Nowadays, they look like NASA and finding one willing to take on a new patient can be akin to a challenge needing all the resources of the space agency.
Keir says he is willing to embrace the 'nanny state' telling LBC ‘I don’t think you can simply say “that’s none of our business. It is our business because it's the health of a child.”
And Labour is certainly introducing a comprehensive plan.
A 9pm watershed for junk food ads, banning vape adverts aimed at children, better access to mental health support, cutting waiting times for hospital care for children, ensuring more dental appointments. They're all there.
Of course we all salute and support any moves to help the health of a child.
But is supervised toothbrushing really the right idea?
Firstly, it is surely the role of a parent to teach their child how to brush their teeth.
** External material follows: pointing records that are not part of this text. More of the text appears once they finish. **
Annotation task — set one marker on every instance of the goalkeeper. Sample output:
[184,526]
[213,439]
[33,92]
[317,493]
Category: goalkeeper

As it is to teach their child about going to the toilet, healthy eating and what to watch on television.
Any mother or father will say that getting your child to brush his or her teeth can be a pain and is never the most satisfying chore of the morning and evening routines but has to be done.
For those that need help or advice, there is plenty available in child centres or from health visitors - not from schools.
And who will be supervising the brushing in schools?
Teaching unions are dead against the scheme with leaders saying it is “not the role of teachers to be making sure children brush their teeth each day”.
I was a former school governor and I can tell you teachers have more than enough to do.
We all want better health for our children and it is wrong that tooth decay is the main reason for the hospital admissions of so many children.
But to me the problem is dentistry.
Rather than dump something extra on teachers we could train up a lot more dentists and make access to dental care free and easily available for under-18s.
Surely that is the way to do it rather than meddling in the functions of the family.